Anne nasıl olur dayım yengemden on yaş küçük bir de dayım yengemin ellerinde büyüdü bunu yapamazsınız dedim.
Annem ağladı, ağladı, ağladı…
Yapabilecek bir şey yok yengen dayınla evlenecek dedi…
Araba geldiğinde yengem yeni yeni kendisine geliyordu. Birden ayağa fırladı ve bağırmaya başladı kendisini yerden yere vuruyordu, yapmayın o benim kardeşim beni onunla evlendirmeyin beni diri diri mezara gömün diyordu.
Dedem yengemi saçlarında sürükleyerek arabaya bindirdi.
Dayım çaresiz olanları izliyordu…
Yengemi aldı ve gittiler.
Daha sonra yengemi sorduğumda bir daha hiç kimseyle konuşmamaya karar vermişti.
Konuşmuyordu artık, herkese karşı bir tepkiydi.
Törelere, kurallara, karşı bir direnişti bu…
Annem ya da yengem sonuçta hepsi kadındı ve yaşadıkları hep birbirine benziyordu. Sistem böyle kurulmuştu. Annemin bir sözü vardı. Yaşanılanlar karşısında daha on üç yaşındayken dayısının oğluyla evlendirilmişti. “Ben bir çamurum bu duvara atılmışım her zaman bu duvarda kalmalıyım” diyordu.
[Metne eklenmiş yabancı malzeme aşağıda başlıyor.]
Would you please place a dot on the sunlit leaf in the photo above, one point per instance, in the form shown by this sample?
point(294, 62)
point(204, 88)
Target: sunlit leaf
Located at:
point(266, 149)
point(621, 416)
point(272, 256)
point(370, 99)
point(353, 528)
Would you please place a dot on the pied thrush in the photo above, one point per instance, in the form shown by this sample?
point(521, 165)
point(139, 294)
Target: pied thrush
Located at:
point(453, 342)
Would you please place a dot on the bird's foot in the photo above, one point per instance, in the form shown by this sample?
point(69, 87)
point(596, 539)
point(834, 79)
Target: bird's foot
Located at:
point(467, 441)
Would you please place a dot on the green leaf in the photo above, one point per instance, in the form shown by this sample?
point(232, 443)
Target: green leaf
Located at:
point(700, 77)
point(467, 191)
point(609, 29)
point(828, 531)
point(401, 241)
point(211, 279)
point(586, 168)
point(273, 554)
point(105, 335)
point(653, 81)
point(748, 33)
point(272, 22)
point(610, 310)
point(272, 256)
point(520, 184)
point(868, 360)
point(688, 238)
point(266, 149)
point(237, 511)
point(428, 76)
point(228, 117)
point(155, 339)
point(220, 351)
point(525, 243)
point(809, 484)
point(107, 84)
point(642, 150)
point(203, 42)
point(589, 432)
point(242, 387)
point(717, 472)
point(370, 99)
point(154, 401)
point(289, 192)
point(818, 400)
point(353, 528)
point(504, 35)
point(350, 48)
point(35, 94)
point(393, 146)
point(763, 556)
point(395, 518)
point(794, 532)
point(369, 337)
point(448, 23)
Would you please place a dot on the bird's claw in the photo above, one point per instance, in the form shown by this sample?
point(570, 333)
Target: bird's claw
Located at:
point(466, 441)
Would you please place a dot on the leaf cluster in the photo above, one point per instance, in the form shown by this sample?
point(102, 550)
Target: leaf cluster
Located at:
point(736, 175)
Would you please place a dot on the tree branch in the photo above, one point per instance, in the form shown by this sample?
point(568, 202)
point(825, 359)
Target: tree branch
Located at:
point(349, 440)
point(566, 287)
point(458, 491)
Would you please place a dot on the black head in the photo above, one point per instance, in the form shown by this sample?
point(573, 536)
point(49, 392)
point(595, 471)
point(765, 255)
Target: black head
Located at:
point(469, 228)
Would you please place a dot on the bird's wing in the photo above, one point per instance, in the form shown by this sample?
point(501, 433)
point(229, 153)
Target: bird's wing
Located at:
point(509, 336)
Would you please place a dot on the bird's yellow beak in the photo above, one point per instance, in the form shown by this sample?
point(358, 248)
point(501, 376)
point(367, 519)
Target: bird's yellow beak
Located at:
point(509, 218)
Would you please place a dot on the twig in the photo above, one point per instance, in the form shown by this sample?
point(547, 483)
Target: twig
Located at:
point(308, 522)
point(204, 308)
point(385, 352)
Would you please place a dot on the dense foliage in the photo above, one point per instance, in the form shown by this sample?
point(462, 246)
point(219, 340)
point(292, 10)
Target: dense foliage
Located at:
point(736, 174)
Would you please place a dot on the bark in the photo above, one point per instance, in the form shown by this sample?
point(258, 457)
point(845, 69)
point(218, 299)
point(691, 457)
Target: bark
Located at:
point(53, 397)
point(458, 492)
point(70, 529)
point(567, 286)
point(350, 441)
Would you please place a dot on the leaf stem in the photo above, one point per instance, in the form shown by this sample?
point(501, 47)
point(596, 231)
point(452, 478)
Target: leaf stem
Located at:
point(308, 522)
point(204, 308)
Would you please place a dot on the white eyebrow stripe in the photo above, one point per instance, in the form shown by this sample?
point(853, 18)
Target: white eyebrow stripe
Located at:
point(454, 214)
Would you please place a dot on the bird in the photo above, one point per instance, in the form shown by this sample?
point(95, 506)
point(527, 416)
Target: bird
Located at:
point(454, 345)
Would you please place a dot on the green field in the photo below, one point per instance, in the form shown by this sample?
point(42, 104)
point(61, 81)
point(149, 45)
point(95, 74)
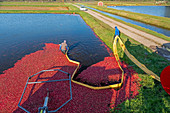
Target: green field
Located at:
point(152, 97)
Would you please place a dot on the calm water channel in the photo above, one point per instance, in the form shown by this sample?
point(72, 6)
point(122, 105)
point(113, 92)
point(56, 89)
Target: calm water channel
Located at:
point(163, 11)
point(147, 26)
point(22, 34)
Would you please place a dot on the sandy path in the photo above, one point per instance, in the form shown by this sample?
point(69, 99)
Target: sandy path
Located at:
point(31, 8)
point(140, 36)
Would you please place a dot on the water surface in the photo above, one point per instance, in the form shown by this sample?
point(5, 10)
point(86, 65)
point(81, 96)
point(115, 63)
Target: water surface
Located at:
point(22, 34)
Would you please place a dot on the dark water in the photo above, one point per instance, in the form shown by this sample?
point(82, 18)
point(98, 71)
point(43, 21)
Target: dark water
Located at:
point(22, 34)
point(147, 26)
point(163, 11)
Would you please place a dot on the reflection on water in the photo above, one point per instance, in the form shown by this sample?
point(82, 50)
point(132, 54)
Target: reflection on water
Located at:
point(163, 11)
point(147, 26)
point(22, 34)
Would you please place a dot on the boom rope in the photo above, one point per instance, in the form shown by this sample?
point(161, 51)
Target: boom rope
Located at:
point(118, 85)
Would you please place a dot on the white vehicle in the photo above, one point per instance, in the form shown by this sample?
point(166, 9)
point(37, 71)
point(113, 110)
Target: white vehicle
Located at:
point(82, 8)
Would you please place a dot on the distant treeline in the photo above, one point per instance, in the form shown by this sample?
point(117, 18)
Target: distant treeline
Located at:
point(85, 0)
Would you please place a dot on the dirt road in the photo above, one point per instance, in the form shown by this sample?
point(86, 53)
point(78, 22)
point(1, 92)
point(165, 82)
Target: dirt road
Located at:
point(140, 36)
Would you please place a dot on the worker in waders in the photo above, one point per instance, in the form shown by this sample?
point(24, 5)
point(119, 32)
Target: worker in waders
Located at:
point(63, 47)
point(117, 32)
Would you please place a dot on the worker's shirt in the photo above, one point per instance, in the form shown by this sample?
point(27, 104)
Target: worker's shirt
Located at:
point(63, 46)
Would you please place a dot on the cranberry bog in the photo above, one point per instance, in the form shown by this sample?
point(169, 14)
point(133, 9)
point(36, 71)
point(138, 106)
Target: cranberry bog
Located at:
point(84, 99)
point(145, 96)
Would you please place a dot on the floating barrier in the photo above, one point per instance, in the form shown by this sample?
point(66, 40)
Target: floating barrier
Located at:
point(118, 85)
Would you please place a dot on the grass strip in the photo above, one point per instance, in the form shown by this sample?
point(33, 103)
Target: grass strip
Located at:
point(162, 22)
point(139, 27)
point(152, 97)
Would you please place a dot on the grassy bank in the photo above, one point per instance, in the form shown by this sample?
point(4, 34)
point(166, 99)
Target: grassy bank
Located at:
point(140, 28)
point(152, 97)
point(130, 3)
point(162, 22)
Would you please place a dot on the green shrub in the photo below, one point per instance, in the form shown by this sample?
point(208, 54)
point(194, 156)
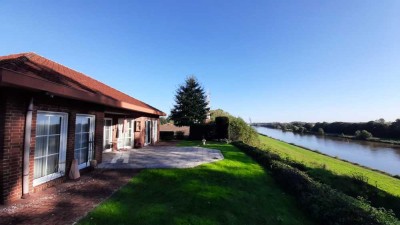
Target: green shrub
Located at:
point(166, 135)
point(222, 127)
point(179, 135)
point(323, 203)
point(200, 131)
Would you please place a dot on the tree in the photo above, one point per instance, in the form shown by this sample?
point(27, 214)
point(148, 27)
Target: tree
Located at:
point(164, 120)
point(191, 106)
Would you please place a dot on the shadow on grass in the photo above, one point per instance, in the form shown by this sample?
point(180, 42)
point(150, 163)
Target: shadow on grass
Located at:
point(355, 186)
point(235, 190)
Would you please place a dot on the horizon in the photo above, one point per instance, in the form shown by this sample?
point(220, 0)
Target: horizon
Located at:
point(261, 60)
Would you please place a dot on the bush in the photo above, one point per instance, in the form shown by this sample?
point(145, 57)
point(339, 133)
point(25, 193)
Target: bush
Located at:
point(179, 135)
point(166, 135)
point(323, 203)
point(200, 131)
point(363, 135)
point(222, 127)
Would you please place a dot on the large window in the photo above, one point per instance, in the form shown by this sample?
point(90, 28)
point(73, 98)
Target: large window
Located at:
point(84, 136)
point(50, 148)
point(125, 133)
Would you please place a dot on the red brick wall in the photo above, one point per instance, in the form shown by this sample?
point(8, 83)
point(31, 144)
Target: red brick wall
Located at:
point(12, 122)
point(12, 146)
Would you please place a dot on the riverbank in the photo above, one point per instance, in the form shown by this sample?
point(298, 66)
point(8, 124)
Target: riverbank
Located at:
point(346, 137)
point(376, 187)
point(317, 160)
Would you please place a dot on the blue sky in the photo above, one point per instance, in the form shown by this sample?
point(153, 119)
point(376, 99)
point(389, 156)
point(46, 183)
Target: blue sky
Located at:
point(265, 60)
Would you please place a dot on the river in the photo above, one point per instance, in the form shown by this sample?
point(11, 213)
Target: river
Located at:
point(384, 157)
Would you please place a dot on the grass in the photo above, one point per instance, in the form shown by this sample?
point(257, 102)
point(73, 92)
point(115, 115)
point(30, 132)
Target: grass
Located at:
point(318, 161)
point(235, 190)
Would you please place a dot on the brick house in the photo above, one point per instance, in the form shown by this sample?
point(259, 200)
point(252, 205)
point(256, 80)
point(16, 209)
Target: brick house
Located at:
point(51, 114)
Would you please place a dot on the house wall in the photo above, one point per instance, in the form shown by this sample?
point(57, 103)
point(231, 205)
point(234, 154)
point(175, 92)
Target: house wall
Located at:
point(139, 136)
point(13, 109)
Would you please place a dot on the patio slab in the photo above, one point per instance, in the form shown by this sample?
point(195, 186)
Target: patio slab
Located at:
point(160, 157)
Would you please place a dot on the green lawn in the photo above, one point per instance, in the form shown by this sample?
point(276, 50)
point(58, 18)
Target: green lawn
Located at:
point(235, 190)
point(315, 160)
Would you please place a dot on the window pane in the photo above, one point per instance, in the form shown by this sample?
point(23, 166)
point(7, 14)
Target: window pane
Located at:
point(128, 142)
point(52, 164)
point(85, 124)
point(77, 155)
point(39, 168)
point(41, 145)
point(85, 140)
point(54, 144)
point(78, 124)
point(41, 124)
point(84, 154)
point(77, 141)
point(55, 124)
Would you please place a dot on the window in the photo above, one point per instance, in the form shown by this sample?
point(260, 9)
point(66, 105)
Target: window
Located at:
point(50, 148)
point(84, 136)
point(125, 133)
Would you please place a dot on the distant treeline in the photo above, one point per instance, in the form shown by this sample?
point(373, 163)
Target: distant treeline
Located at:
point(378, 128)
Bu yaşadığı çaresizliği ve çözümsüzlüğü ifade ediyordu.
Kadın olmak suçtu…
PKK’ye katıldıktan uzun bir süre sonra, annemi her sorduğumda mücadelenin gelişimiyle birlikte, her zaman yapmak istediği direnişi ve mücadeleyi geliştirmek istercesine mitinglerde ve eylemlerde olduğunu duydum. Bu kadın açısından sistemin yaratmak istediği tüm geriliklere ve törelere karşı bir direnişi simgeliyordu. Kadın olmak suç değildi, kadın olmak aslında yeniden yaşamı yaratmanın adıydı. Her kadın var olan toplumsal töreler ve gelenekler karşısında Önderliğimizin kadına sunmuş olduğu özgür yaşamı sonuna kadar sahiplenerek bunun ardı sıra koşmalı ve kadın olmanın ayrıcalığını Önder Apo ve PKK’yle ulaşabilmelidir. Kadın PKK’yle yeniden doğdu ve gelişti. Hiçbir töre ya da gelenek kadın olmanın suç olduğunu hiçbir şekilde haykıramaz ve geriliklerini kadına dayatamaz. Her kadın PKK’nin kadına vermiş olduğu değer ve saygıyla kendi cinsine ve kimliğine ulaşabilmelidir. Bu ancak kadının birbirini tamamlaması ve örgütlü hareket etmesiyle olabilir ancak.